|
|
Archives of the TeradataForum
Message Posted: Fri, 12 Aug 2005 @ 19:52:25 GMT
Subj: | | Re: ROWID based join! |
|
From: | | Ballinger, Carrie |
| 2. What is a ROWID based join? - I've come across rowhash based and rowkey based join -- but what is a ROWID based join? I just sifted thru
the materials i've got and tried some explain but couldnt find out. Is there such a join - anyone? | |
Aananth,
A row ID join is the second part of a nested join. The first part, referred to as "nested join" in the explain text, builds a spool file of
rowIDs based on joining to the NUSI subtable rows. Those row IDs are input to a subsequent second step which performs the row ID join. The row
ID join joins a spool of rowIDs (and other data from upstream)to the actual base table rows.

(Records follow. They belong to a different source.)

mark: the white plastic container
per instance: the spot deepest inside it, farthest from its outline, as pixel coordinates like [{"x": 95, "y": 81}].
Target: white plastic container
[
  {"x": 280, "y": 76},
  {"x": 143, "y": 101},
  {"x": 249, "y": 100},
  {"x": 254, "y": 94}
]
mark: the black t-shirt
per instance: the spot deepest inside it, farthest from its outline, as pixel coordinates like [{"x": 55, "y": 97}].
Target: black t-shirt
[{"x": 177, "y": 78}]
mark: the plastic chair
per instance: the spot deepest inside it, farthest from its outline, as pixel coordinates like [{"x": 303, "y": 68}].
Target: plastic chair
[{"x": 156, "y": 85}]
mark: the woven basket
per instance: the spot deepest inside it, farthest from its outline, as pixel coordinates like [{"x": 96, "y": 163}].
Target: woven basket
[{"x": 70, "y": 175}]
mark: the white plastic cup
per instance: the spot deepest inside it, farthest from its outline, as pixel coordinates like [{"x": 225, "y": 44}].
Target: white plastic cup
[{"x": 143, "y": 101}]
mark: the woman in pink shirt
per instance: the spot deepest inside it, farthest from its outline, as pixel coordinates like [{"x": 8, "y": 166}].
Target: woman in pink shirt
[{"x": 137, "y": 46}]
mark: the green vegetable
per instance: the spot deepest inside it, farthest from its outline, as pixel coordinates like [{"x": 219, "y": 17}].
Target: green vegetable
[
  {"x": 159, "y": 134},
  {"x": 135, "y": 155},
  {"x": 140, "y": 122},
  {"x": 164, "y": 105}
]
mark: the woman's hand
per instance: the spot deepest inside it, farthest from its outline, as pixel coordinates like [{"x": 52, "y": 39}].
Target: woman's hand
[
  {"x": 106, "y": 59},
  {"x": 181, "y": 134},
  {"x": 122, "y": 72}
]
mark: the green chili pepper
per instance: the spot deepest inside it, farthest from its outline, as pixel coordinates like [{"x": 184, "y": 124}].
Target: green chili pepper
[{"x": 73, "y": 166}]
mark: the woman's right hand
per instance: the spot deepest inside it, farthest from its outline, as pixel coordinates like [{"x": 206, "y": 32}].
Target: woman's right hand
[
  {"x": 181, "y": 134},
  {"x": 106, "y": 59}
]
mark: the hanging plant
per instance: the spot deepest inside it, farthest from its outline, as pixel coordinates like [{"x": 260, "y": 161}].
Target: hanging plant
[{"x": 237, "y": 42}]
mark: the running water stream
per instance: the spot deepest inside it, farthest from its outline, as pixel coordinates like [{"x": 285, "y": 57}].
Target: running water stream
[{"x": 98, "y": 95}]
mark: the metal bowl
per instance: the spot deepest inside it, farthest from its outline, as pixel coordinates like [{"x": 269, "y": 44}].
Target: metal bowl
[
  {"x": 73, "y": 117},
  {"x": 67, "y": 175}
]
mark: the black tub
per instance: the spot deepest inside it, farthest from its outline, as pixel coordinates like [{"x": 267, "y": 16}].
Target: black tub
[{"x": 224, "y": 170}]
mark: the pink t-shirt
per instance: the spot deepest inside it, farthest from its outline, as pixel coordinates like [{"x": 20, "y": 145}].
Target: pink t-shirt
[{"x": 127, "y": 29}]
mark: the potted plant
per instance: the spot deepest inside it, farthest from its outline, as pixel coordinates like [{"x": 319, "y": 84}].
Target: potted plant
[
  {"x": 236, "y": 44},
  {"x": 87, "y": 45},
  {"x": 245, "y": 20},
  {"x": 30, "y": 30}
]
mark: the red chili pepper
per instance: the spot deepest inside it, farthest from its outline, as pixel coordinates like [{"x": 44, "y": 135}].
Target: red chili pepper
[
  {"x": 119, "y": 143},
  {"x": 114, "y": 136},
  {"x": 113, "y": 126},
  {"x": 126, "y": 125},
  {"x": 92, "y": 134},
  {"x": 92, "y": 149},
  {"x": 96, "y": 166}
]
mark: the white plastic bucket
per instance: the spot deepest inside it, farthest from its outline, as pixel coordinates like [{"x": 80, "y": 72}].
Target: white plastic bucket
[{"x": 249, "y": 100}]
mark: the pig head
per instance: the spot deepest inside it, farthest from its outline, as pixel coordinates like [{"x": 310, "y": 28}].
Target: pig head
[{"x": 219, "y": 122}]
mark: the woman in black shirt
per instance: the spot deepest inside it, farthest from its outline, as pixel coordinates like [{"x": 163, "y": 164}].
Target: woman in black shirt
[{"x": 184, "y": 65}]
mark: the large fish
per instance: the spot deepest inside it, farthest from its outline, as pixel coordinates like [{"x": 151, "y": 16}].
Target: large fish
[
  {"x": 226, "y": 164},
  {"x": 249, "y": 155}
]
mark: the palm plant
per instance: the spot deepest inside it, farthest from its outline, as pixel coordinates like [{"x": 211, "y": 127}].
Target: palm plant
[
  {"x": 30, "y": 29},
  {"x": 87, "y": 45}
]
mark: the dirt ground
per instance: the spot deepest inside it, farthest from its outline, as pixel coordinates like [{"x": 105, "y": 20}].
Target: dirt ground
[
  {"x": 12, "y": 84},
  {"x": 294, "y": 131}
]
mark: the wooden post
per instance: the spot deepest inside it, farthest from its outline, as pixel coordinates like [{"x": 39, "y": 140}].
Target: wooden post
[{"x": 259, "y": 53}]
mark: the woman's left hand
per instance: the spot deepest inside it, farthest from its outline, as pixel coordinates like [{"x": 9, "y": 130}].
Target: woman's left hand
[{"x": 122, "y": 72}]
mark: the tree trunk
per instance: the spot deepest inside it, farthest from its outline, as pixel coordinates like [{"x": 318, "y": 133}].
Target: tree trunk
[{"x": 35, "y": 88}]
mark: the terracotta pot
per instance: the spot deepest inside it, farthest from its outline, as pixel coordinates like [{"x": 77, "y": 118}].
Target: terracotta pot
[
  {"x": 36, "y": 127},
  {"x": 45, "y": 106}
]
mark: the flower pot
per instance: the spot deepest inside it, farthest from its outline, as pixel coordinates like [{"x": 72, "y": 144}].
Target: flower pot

Here is an example of an explain that illustrates that. The row ID join is in step 5:
explain
select * from customer,newline
where c_newlinekey = n_newlinekey
and n_name = 'SENIOR'
Explanation -------------------------------------------------- | |
| 1) | First, we lock a distinct TEST."pseudo table" for read on a RowHash to prevent global deadlock for TEST.customer.
| |
| 2) | Next, we lock TEST.customer for read.
| |
| 3) | We do a single-AMP RETRIEVE step from TEST.newline by way of the primary index "TEST.newline.N_NAME = 'SENIOR '" with a residual condition
of ("TEST.newline.N_NAME = 'SENIOR '") into Spool 2 (all_amps), which is duplicated on all AMPs. Then we do a SORT to order Spool 2 by row hash.
The size of Spool 2 is estimated with high confidence to be 20 rows. The estimated time for this step is 0.01 seconds.
| |
| 4) | We do an all-AMPs JOIN step from Spool 2 (Last Use) by way of an all-rows scan, which is joined to TEST.customer by way of a traversal of
index # 4 without accessing the base table extracting row ids only. Spool 2 and TEST.customer are joined using a nested join, with a join
condition of ("TEST.customer.C_NEWLINEKEY = N_NEWLINEKEY"). The input table TEST.customer will not be cached in memory. The result goes into
Spool 3 (all_amps), which is built locally on the AMPs. Then we do a SORT to order Spool 3 by field Id 1. The size of Spool 3 is estimated with
low confidence to be 300,000 rows. The estimated time for this step is 6.29 seconds.
| |
| 5) | We do an all-AMPs JOIN step from Spool 3 (Last Use) by way of an all-rows scan, which is joined to TEST.customer by way of an all-rows scan
with no residual conditions. Spool 3 and TEST.customer are joined using a row id join, with a join condition of ("(1=1)"). The input table
TEST.customer will not be cached in memory. The result goes into Spool 1 (group_amps), which is built locally on the AMPs. The size of Spool 1
is estimated with low confidence to be 300,000 rows. The estimated time for this step is 7.52 seconds.
| |
| |